Professor of Behavioural Addiction, Mark Griffiths, recently wrote an article for Gamasutra explaining his research into the addiction-related implications of the buying of digital goods in online games by gamers like us. He notes that at the time of his initial forays into the subject, there was little research specifically on spending addiction in gaming. His empirical study sheds a bit of light on the motivations of gamers, but doesn’t seem particularly conclusive in terms of assessing if this addiction actually exists.
The article in some ways seems naive to the realities of gamers and perhaps unaware of the existing body of social science work relating to virtual worlds and those who inhabit them. It takes some pains to explain that virtual things can be valuable or important. To a gamer, this is pretty obvious, and academics within the interdisciplinary field generally known as Science, Technology, and Society (STS) tend to agree that the virtual should be treated as equally important as the physical. Furthermore, we all have experienced spending money on services and digital products with no real world physical representation.

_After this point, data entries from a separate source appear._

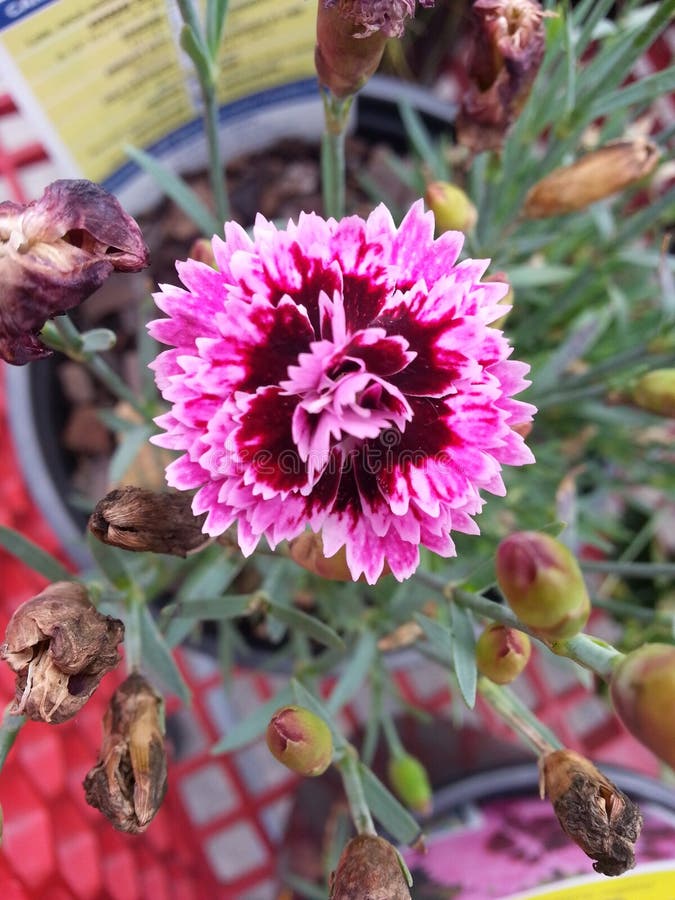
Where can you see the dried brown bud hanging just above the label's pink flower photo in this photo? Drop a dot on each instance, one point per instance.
(591, 810)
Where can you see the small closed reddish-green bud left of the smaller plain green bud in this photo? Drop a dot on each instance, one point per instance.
(300, 740)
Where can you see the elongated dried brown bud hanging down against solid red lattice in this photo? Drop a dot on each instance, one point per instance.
(128, 783)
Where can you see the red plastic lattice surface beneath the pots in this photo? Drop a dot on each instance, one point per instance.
(222, 823)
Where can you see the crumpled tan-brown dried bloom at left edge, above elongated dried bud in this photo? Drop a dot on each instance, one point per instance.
(60, 647)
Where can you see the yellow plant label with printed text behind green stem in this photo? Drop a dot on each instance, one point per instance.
(96, 75)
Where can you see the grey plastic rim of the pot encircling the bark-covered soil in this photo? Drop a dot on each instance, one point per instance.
(36, 403)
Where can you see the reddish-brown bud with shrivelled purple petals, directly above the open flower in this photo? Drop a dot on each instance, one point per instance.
(351, 36)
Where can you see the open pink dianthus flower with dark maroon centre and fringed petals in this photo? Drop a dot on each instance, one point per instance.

Bonnie A. Nardi, an anthropologist and one of the leading STS scholars on the topic of MMORPG communities, works through the idea of addiction in chapter six of her book My Life as a Night Elf Priest. There she talks about the fact that gaming has been a scapegoat and a useful boogieman for societal fears for quite some time. That gaming has often been surrounded by a “moral panic” atmosphere in which games and their makers are vilified. She argues that with millions of players, certainly some of them are addicted, but this may be more a quality of the player than of the game. This is where STS often diverges from the media, founding many of their theories in opposition to what they call technological determinism, the attempt to blame a technology for its relationship with the people who interact with it. An STS researcher might be more inclined to look at the ways people become addicted and how they find opportunities for that behavior, than to simply say that games are intrinsically addictive.

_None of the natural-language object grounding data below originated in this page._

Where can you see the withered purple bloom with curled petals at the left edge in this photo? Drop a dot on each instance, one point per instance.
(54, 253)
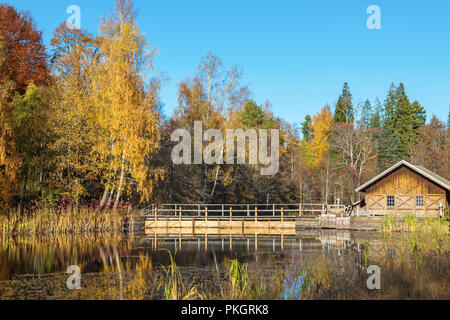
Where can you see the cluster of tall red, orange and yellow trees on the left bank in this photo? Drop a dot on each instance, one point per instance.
(96, 121)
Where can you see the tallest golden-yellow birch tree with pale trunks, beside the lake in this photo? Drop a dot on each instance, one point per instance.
(125, 107)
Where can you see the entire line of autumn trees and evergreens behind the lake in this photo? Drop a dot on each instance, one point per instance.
(82, 121)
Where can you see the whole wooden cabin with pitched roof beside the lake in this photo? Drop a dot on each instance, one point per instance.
(402, 190)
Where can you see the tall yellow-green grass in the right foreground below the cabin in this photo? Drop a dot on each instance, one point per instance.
(414, 264)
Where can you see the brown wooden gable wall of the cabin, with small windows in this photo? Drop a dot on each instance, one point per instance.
(406, 190)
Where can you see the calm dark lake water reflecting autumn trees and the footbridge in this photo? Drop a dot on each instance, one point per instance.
(24, 262)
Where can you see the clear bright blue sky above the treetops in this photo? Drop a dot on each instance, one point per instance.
(297, 54)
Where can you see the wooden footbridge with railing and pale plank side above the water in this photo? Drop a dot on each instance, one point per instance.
(228, 219)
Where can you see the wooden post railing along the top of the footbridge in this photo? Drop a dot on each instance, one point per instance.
(244, 210)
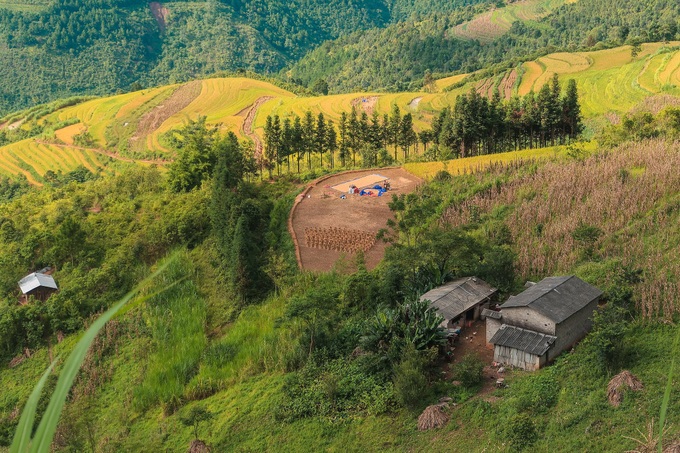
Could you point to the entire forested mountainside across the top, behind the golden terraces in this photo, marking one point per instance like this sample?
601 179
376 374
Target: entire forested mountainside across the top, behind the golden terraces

To drill down further, we’re not just talking about the addictive qualities of games themselves here. We’re specifically talking about the addiction to spending money on virtual goods within those games. Griffiths’ research shows a wide variety of benefits that the surveyed players seem to get from buying game items, but fails to delve into the kinds of addictive behavior we normally associate with the problem. In Natasha Dow Schüll’s deep look at Las Vegas-style gambling, Addiction by Design, she depicts the kind of addictive behavior gamblers experience as having the goal to lose, not to win. It describes addicted gamblers as unable to leave the casino if they’re up, needing to keep playing and playing until they have nothing left. This is hardly an analogous experience to most kinds of MMO gaming we see, which generally has the goal of moving up, not hitting bottom.

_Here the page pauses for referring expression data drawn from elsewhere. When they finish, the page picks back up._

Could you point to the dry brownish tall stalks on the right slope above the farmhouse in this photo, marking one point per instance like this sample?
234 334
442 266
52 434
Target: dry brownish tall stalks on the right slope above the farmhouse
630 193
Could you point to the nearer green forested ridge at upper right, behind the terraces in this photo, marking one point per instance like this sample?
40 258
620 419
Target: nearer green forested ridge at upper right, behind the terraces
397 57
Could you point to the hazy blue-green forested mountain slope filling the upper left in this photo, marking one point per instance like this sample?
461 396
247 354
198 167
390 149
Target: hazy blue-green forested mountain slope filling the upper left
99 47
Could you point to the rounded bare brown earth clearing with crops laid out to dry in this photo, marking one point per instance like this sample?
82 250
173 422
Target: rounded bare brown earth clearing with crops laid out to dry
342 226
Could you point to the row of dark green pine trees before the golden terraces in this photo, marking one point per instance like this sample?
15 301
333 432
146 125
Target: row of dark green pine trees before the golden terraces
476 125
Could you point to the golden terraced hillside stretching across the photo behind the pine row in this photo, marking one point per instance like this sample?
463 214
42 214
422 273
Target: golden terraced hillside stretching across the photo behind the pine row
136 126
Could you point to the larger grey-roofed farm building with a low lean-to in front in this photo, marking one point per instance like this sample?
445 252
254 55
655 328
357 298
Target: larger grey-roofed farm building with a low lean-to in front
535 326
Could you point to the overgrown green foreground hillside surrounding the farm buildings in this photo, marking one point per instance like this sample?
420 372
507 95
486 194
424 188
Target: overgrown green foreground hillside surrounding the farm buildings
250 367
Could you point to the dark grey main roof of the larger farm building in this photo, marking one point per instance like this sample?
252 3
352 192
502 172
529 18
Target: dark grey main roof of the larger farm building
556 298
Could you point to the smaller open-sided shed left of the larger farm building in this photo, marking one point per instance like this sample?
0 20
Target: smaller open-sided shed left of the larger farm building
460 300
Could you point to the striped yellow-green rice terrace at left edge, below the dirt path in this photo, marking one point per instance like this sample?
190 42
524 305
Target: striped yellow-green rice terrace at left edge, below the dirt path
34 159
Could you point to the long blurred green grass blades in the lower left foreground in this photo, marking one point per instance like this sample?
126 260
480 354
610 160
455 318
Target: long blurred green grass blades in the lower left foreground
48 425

Some of what Griffiths’ work implies sounds incredibly similar to a phenomenon economists call conspicuous consumption, the tendency for certain groups of people to make buying decisions not based on the utility of a product, but based on the perceived social status associated with the item. Research into this kind of behavior is nothing new, the economic theory was published in 1899, and it’s not really the same thing as addiction. It’s all about doing better to seem elite, or at least good enough to be part of the in-crowd. This can mean spending money or spending a lot of time fighting raid bosses to get that important drop.
So let’s maybe not call it quits on gaming just yet. Addiction is a terrible disease and one we should be mindful of, but excitement and pleasure in interacting with our friends online shouldn’t be frowned upon, even if we pony up a little cash now and then to get a stellar mount.